Tomas Bradanovic

14 julio, 2010

El Sabio

Archivado en: incentivos, monopolios, tao — tombrad @ 10:58 am


Brilla el sol, se abrieron las nubes y por lo menos tendré un rato de buen humor antes que se vuelva a nublar y me vengan los monos. Mientras hay sol todo el mundo me cae bien, cuando el cielo se pone gris ratón empiezo a hablar de los tontos, giles, tarados, burros, solo miren mis antradas de los dos días anteriores, son un buen informe meteorológico de Arica.

Estoy leyendo un libro con artículos del economista ruso Evsei Liberman, escritos en los años 60, sobre la conveniencia de introducir incentivos en la planificación económica, se llama Plan y Beneficio en la Economía Soviética y sugiere, entre muchos rodeos, que los resultados podrían ser mejores si las empresas se beneficiaran con primas cuando mejoran su desempeño. Hoy parece una discusión ridícula pero es interesante que no hace tantos años en algunos países se discutía tímidamente algo que hoy parece tan evidente.
Los incentivos son nuestro combustible, siempre estamos buscando lo que más nos conviene y todos nos movemos en base a cuestiones bien primitivas: miedo, resentimiento y ambición determinan casi todo lo que hacemos o no hacemos. También está la comodidad, el mínimo esfuerzo parece ser una de las leyes fundamentales de la naturaleza porque se ve en todas partes, hasta la manzana que supuestamente golpeó a Newton en la cabeza seguía ese principio según la física moderna.

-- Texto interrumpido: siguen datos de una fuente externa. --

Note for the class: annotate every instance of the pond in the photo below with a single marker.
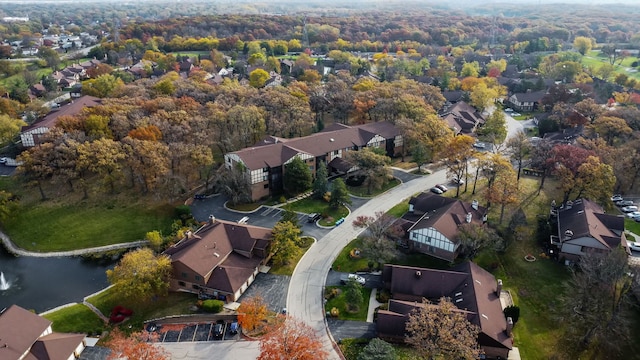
(41, 284)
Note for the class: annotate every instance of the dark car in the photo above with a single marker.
(218, 329)
(233, 328)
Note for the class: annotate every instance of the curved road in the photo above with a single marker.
(305, 295)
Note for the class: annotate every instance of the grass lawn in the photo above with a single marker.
(309, 205)
(175, 303)
(341, 303)
(288, 269)
(56, 227)
(362, 191)
(76, 319)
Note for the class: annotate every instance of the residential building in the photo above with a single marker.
(432, 224)
(473, 290)
(220, 260)
(528, 101)
(30, 135)
(583, 227)
(462, 117)
(265, 161)
(25, 335)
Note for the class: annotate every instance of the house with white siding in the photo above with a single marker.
(432, 223)
(264, 162)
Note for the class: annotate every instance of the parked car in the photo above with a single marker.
(218, 329)
(233, 328)
(442, 187)
(457, 181)
(634, 246)
(624, 203)
(346, 277)
(633, 214)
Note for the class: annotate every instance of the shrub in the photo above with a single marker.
(212, 306)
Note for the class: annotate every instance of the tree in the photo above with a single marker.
(582, 44)
(258, 77)
(519, 148)
(135, 346)
(233, 182)
(339, 194)
(494, 129)
(378, 349)
(597, 306)
(373, 166)
(321, 183)
(141, 275)
(378, 241)
(475, 237)
(284, 242)
(291, 339)
(442, 331)
(252, 312)
(297, 176)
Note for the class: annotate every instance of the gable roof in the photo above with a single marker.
(281, 150)
(55, 346)
(469, 287)
(71, 109)
(584, 218)
(19, 330)
(441, 213)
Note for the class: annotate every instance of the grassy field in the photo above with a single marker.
(340, 303)
(172, 304)
(592, 59)
(77, 318)
(49, 227)
(288, 269)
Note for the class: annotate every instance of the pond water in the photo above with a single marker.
(41, 284)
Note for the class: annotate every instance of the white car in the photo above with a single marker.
(633, 214)
(633, 245)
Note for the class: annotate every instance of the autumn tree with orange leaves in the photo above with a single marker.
(252, 312)
(291, 339)
(135, 347)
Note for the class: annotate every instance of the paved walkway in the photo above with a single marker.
(12, 248)
(305, 295)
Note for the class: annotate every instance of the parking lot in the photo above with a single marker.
(194, 332)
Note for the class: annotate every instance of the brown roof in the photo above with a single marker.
(441, 213)
(585, 218)
(468, 286)
(71, 109)
(224, 251)
(19, 330)
(55, 346)
(281, 150)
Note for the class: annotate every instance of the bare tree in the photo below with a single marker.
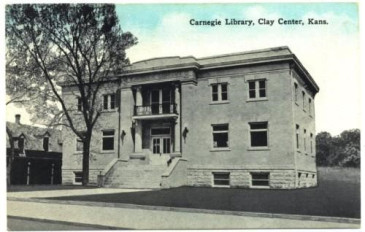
(78, 44)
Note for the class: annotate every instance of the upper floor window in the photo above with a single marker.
(108, 140)
(109, 101)
(296, 92)
(297, 136)
(79, 145)
(219, 92)
(46, 143)
(220, 136)
(79, 104)
(258, 134)
(257, 89)
(310, 106)
(304, 140)
(21, 144)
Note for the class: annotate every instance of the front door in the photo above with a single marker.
(161, 140)
(161, 145)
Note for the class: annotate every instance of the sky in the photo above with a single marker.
(331, 53)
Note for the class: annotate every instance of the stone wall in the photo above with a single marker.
(241, 178)
(68, 176)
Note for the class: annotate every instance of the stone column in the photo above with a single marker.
(138, 137)
(177, 130)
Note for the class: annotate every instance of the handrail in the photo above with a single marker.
(155, 109)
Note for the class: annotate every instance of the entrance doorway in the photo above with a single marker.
(161, 140)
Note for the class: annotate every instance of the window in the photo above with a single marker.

Entregar los incentivos y las señales correctas es una buena manera de influir en el comportamiento de los demás.
Dos interesantes notas de José Piñera en Twitter, la primera se refiere a una columna del blog CB sobre la concentración económica en Chile, la segunda es una breve nota que dice textualmente:

El Estado debe escuchar a todos pero no debe negociar políticas públicas con los grupos de interés. Desde 1990 hay creciente corporativismo.

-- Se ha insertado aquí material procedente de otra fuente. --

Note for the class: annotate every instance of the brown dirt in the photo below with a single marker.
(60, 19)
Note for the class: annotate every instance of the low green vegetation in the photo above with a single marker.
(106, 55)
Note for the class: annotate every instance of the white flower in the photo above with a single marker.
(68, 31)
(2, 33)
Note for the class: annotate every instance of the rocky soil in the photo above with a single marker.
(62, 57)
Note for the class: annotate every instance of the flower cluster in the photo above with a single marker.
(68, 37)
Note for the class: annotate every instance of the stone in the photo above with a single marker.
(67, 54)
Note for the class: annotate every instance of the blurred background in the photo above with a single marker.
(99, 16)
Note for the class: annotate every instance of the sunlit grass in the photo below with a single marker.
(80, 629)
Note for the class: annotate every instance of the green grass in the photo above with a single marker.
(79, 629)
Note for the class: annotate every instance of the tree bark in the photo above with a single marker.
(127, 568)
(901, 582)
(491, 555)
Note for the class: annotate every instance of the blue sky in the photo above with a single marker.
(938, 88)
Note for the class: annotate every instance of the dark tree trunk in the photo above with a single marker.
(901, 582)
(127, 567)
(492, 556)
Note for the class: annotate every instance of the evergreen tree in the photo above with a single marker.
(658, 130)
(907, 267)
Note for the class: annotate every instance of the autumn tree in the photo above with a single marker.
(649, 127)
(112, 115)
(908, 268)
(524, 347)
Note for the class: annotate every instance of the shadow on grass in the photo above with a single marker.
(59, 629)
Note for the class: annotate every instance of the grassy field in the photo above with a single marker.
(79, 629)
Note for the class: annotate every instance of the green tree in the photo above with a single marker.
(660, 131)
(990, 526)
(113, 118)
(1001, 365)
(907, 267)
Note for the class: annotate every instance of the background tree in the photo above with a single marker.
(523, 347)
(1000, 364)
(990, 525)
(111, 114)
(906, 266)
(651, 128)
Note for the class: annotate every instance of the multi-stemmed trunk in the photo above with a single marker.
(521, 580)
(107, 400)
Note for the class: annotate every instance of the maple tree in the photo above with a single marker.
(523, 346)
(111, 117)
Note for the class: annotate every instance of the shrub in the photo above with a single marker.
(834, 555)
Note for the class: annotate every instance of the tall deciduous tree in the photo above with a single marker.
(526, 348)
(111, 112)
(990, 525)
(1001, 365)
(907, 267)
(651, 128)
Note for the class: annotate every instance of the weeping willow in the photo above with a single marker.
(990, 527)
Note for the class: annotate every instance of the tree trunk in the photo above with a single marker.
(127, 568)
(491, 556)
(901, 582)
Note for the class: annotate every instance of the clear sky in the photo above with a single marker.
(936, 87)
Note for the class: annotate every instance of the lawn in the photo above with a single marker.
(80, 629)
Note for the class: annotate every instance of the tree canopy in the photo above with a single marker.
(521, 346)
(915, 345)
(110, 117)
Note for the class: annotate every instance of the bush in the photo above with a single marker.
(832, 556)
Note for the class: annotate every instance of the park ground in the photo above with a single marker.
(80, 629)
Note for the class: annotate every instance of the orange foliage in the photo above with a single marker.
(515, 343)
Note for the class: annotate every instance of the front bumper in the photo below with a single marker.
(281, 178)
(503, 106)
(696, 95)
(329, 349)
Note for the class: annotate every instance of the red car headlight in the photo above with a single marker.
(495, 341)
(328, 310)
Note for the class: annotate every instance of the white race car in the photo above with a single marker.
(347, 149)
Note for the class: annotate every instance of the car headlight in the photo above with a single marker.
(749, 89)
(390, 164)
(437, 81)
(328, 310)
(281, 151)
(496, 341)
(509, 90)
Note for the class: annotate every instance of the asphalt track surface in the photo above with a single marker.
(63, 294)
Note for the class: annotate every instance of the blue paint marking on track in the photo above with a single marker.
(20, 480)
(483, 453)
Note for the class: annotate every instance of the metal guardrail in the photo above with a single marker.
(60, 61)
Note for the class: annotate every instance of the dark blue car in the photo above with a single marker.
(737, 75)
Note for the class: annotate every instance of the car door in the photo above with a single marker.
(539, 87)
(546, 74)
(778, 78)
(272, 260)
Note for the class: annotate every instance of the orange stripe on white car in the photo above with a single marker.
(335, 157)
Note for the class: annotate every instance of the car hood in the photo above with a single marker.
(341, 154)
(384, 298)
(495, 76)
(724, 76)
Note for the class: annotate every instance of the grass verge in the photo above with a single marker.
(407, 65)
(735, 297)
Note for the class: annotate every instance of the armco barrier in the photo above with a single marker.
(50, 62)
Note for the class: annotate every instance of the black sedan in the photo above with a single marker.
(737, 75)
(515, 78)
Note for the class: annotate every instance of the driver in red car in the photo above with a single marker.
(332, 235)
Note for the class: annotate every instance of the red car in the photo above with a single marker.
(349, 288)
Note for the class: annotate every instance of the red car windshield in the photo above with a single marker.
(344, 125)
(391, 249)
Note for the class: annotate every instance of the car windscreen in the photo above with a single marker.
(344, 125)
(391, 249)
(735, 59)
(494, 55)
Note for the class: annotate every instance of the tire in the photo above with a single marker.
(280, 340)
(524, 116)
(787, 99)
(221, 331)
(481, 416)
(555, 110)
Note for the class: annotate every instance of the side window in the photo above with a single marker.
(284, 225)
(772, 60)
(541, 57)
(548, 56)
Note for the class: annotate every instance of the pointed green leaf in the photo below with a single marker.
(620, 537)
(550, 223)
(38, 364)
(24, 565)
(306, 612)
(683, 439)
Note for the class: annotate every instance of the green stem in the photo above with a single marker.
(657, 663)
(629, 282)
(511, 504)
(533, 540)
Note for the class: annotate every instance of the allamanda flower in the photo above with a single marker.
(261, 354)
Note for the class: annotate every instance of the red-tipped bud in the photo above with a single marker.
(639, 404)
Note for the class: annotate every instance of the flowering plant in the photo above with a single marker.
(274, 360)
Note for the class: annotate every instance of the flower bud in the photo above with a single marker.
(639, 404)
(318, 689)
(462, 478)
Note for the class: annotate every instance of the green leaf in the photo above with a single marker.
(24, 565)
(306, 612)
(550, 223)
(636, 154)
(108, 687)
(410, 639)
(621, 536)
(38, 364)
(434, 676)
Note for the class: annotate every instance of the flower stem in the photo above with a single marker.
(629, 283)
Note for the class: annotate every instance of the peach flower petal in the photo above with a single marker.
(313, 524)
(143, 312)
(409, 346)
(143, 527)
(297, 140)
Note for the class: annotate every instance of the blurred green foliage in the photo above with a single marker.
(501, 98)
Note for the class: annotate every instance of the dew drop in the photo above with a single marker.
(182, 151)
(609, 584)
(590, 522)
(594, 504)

Ambas cosas están relacionadas y señalan un importante talón de Aquiles en nuestro sistema y es que desde la llegada de la democracia, en 1990, los políticos entendieron que no podían desmantelar la arquitectura básica de lujo, pero si podían sacarle provecho a la manera China, mezclando el dejar hacer con corrupción para obtener grandes conglomerados y beneficios particulares.
El monopolio es el objetivo de toda empresa comercial y es muy bueno que así sea, porque ese es el incentivo para ofrecer los mejores productos y alcanzar una posición dominante, de no existir la posibilidad de monopolio Bill Gates no hubiese desarrollado las ideas de compatibilidad hacia atrás del MS DOS o el Windows y todavía seguiríamos amarrados a cientos de aplicaciones distintas, propietarias, incapaces de comunicarse entre si. La posibilidad de monopolio fue el incentivo que disparó la computación personal.
Por otra parte el monopolio siempre debe ser precario y estar sujeto a la entrada de nuevos retadores, eso es lo que no ha pasado en Chile desde 1990, los monopolios han cerrado la puerta y levantado formidables barreras de entrada ayudados por el estado. Por eso tenemos prácticamente una sola línea aérea, unas pocas cadenas de retail y supermercados de tamaño gigante. En los bancos es donde esta distorsión se nota más clara, muchos años atrás yo tuve cuenta en el Banco Ohiggins, que en los 90 era un banco de nicho dirigido principalmente a empresas. Luego llegó el Banco Santander al país y empezó a engullirse a los demás bancos privados, al principio todo bien, pero hoy su calidad de servicio es peor que la del Banco del Estado ¿que mejor muestra que un monopolio permanente es malo?
Es el factor coimas, presiones, que levanta y mantiene barreras de entrada anti competencia. Cuando proponen vender remedios en cualquier local comercial, saltan los químicos farmaceuticos y la asociación de farmacias, con un repentino interés en la salud pública ¡se terminará el mundo el día que la gente pueda comprar remedios donde no haya un químico farmacéutico!.
Pero ya dije que hoy no iba a despotricar, todavía hay sol y veo parte de la playa Chinchorro desde mi ventana. Abajo, en el garage está Tom Wilke trabajando en una cabaña desarmable que va a instalar en el Valle de Lluta, trabajó algunos años fabricando catamaranes así es que le está quedando muy bien. Tom tiene su Ph.D. en psicología, ha escrito libros y papers sin embargo vive feliz sin hacer nada ¿su vida tiene sentido? Claro que tiene sentido, ese si que es El Sabio.